ScienceViews Preface to
Aboriginal Monuments of the State of New York

ScienceViews is pleased to release E.G. Squier's monumental work Aboriginal Monuments of the State of New York published in the Smithsonian Contributions to Knowledge, Vol. II.

Unlike ancient sites in the southwest and Mesoamerica where stone was extensively used for building, the ancient north American Indians built their villages out of wood. These structures have decomposed long ago leaving very few traces. The archaeological evidences that remain include mounds, artifacts, human remains, and rock enclosures, but most of these were destroyed as colonists spread out across the land and claimed it for themselves.
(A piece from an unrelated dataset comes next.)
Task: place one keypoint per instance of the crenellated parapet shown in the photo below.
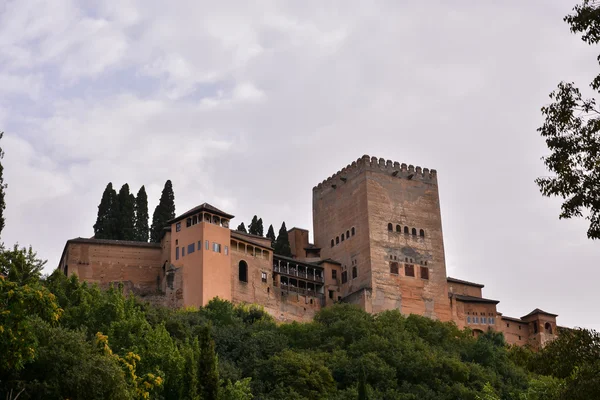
(393, 168)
Ancient earthworks were plowed under and rock monuments became a source of stone for construction by the new inhabitants. Even during the time Squier was preparing his surveys in New York, a number of sites had already been destroyed. In some instances Squire used the memory of the older inhabitants to document sites that had vanished.
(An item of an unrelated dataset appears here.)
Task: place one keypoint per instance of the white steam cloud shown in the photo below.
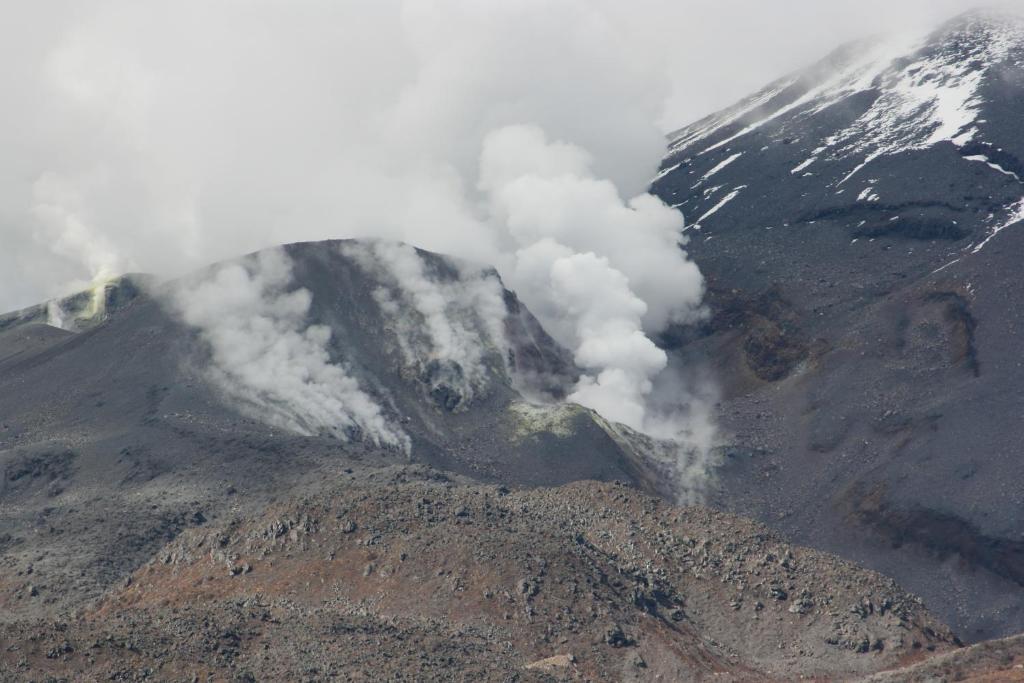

E.G. Squier has provided an invaluable glimpse of a long lost culture. Not all the conclusions Squier makes are accurate, but what he observed and surveyed is priceless. It is important to remember that Squier did not have use of dating techniques that we have today. He erroneously states that these sites were historic rather than prehistoric. He happened to be alone on this assessment. Other scholars of his time dated many of these sites back to antiquity. Even the Native Indians living in the region had no recollection as to who had created these fortifications. In some of Squires surveys the archaeological record was of historic origin. In other instances the archaeological record became very confused as historic inhabitants had been living on the top of prehistoric sites.

Notes About This Edition

The authors of ScienceViews obtained an original edition of the Smithsonian Contributions to Knowledge. The book was photographed with a Canon 5D Mark II. Special care was taken with all the plates and illustrations. The text was recovered through Optical Character Recognition (OCR) technology. OCR is an inexact science and errors occur. The text was carefully proofed to make sure of its accuracy; however, some errors may still be present. If you find any mistakes, please let us know. ScienceViews has retained the content as Squier presented it with the following exceptions.
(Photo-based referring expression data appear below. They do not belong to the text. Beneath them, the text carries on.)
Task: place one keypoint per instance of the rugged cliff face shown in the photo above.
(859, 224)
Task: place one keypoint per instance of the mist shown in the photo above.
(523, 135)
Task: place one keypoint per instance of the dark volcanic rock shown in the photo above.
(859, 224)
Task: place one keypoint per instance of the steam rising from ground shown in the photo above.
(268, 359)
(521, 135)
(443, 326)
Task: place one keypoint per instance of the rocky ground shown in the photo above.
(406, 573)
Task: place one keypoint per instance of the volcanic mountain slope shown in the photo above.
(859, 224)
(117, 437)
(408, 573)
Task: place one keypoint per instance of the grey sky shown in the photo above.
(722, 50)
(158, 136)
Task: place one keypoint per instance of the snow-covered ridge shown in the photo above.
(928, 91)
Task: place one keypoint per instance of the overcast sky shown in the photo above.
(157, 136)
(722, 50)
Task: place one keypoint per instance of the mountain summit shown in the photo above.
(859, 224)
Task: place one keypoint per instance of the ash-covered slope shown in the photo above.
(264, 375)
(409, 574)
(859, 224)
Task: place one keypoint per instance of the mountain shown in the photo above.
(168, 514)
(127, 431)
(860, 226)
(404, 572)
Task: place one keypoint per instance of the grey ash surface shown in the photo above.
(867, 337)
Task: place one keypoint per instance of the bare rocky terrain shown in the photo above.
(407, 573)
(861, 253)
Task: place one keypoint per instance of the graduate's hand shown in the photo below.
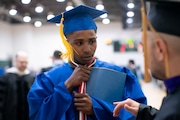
(80, 74)
(128, 104)
(83, 103)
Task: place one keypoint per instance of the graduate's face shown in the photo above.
(84, 42)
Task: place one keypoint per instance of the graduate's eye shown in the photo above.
(79, 43)
(91, 41)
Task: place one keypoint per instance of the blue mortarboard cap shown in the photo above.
(79, 18)
(164, 16)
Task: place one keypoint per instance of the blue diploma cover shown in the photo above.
(106, 84)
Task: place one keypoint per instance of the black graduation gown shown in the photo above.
(170, 108)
  1. Page numbers were not retained. In the electronic age, it is not necessary.
  2. Hyphenations at the end of the lines were removed and the words joined together.
  3. Squier originally placed all the plates at the end of the publication. This edition inserts them at the appropriate place in the text.
  4. Color has been added to a number of the plates to enhance their visual nature and value.
  5. The plates use measurements such as 1 inch equals 200 feet. In the digital photo age measurements such as these have little meaning. We have taken the liberty to add measurement bars that show distance.
  6. A new table of contents has been created.
  7. The text has been retained as Squier wrote it, but in some instances we may add notes or clarifications. In these instances the text will be colored brown.

Notes About Copyright

Any work in the USA older than 1923 is automatically in the public domain. That means Squier's text and illustrations are in the public domain and can be freely used. Our presentation of his work is copyrighted and any derivatives of his illustrations where we have added value is copyrighted. We freely grant students and teachers the right to use these materials in their classroom, but commercial for-profit use requires permission.